The Minister of State, Deputy Seán Power, is familiar with the Odenswood day care centre in Finglas, which is another example of an intervention facility provided by the HSE. The centre provides care, in the form of medical and personal services, for up to 80 patients each day. Those who want to spend half a day in the centre have to stay on a waiting list for six months or a year. There is a need for many more centres of that nature.

I cannot understand why much more use is not made of the disabled person's grant scheme, which is probably administered reasonably well in Dublin, as a means of keeping people at home. I have heard of sorry cases, like the case of a woman whose leg had been amputated. Her family wanted to provide hand rails so that she could get into her House. She had to be kept in hospital for an additional 12 weeks while an occupational therapist was found to write a report, to supplement a report which had already been written, to recommend that hand rails and a walk-in shower, etc., should be provided.
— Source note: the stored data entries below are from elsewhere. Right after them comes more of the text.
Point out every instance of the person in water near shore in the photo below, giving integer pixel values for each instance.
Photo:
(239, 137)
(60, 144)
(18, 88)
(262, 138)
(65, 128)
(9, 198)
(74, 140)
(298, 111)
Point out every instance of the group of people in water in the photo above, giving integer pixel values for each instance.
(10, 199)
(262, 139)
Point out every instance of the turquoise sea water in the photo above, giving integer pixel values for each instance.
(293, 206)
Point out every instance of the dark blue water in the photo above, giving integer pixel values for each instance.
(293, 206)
There is no reason such issues cannot be more speedily resolved, with a little more inter-agency co-operation.

I am sure the Acting Chairman, Deputy Costello, is aware of the imminent transfer of some long-stay patients from certain units in James Connolly Memorial Hospital in Blanchardstown. Their families have not been given sufficient notice of the transfer of their relatives to public beds in private hospitals throughout the Dublin area while units 3 and 5 are being refurbished which, in my experience, will take two years or more. Although the families will be able to cope with the disturbance that will be caused, the patients will experience great difficulty. I know of patients who have been in the units in question for up to eight years — the hospital is their home. We know about the trauma that can be associated with the onset of Alzheimer's disease, for example. We need to streamline such issues and learn from such cases.

This Bill represents an effort to address the injustice that was perpetrated on elderly people and their families by all parties. There is no point in saying that one party was more responsible than another. It should not have happened, but it did. I hope the repayment scheme will be administered with minimum fuss. It should be done speedily, efficiently and in a most transparent fashion. The Money Advice and Budgeting Service has a role in this regard. It worked quite well when awards were being made by the Residential Institutions Redress Board. The Department of Health and Children should encourage those who operate this repayment scheme to engage with the budgeting service to ensure that people to whom a fairly substantial amount of money is suddenly paid look after that money properly and wisely. The budgeting service has a good record in that regard. With that caveat, I welcome the Bill.